La Ninna Nanna come Espressione di Dolore e Speranza

In contesti storici dove le guerre erano una realtà, le ninne nanne potevano esprimere il dolore della separazione e la solitudine, ma anche la speranza in un futuro migliore. Le madri consolavano i propri figli mentre pensavano ai propri cari lontani, affidando il bambino a un mondo che, nonostante le incertezze, era ancora la loro casa.

La Ninna Nanna Oggi: Tra Tradizione e Nuove Realtà

Le ninne nanne cantate oggi da madri in contesti pacifici tendono ad avere un ritmo meno funebre, ma il dolore della separazione del parto e la solitudine che molte puerpere sperimentano persistono. La figura della doula della nascita emerge come un supporto fondamentale per aiutare le neo-famiglie a trovare un nuovo equilibrio.

"Ninnalana": Un Concorso per Riscoprire il Valore della Ninna Nanna

Il concorso "Ninnalana - Ninnananna alla Capanna", promosso da Eppen e L'Eco di Bergamo, mira a riscoprire le ninne nanne locali e mondiali, favorendo la condivisione e riportando al centro l'importanza di queste filastrocche nel legame tra genitori e figli. L'evento sottolinea come la ninna nanna sia un elemento universale, un'espressione di dolcezza che educa alla vita e alle relazioni. Don Gianmario Della Giovanna evidenzia come iniziative come "Ninnalana" rafforzino il valore umano, relazionale e civile del Natale, riunendo tradizioni e promuovendo un dialogo interreligioso e interculturale attorno al tema universale della nascita. In un'epoca di denatalità, la riscoperta del mistero del nascere e il valore del bambino come dono divino diventano ancora più cruciali.

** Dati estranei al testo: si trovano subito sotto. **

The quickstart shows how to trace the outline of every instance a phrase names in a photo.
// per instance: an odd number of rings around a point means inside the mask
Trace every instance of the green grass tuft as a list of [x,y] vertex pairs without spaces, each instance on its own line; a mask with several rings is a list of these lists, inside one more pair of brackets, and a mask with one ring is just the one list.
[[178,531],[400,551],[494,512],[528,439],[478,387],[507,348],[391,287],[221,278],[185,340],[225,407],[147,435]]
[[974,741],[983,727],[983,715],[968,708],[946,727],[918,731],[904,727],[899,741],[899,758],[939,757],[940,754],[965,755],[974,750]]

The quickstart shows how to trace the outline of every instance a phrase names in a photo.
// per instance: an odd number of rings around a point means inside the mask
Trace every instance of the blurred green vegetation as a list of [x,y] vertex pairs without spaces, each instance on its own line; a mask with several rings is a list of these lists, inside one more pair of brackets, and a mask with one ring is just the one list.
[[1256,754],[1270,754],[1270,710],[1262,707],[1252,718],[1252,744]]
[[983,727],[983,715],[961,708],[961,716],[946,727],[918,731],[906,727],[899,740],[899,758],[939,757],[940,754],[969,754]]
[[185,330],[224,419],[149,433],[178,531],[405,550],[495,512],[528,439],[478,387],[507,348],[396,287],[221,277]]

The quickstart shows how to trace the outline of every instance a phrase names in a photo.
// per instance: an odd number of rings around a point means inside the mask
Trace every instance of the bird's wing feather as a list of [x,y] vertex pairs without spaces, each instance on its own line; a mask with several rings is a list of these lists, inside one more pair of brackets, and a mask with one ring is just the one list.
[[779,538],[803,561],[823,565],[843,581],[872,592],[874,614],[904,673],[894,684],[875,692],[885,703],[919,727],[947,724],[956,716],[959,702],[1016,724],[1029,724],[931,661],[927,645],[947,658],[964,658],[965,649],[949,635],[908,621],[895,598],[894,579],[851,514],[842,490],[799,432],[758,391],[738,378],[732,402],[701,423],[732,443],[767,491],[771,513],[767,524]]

Bambini che cantano insieme

Un Impegno per il Futuro: Sostenere la Famiglia e l'Educazione

La ninna nanna, con la sua intrinseca capacità di creare legami e trasmettere valori, rappresenta un punto di partenza per un ripensamento più ampio sul ruolo della famiglia e dell'educazione nella società contemporanea. Le istituzioni civili e le comunità religiose hanno il compito di offrire un sostegno concreto alle coppie e alle famiglie, affinché possano svolgere il loro ruolo di custodi della vita e della formazione delle nuove generazioni. Investire in servizi educativi di sostegno alle famiglie e valorizzare le iniziative locali è fondamentale per costruire un futuro basato sulla cura, sulla relazione e sulla trasmissione di valori autentici. La ninna nanna, in questo senso, non è solo un canto, ma un invito a riscoprire l'essenza della connessione umana e a coltivare un futuro più dolce e consapevole.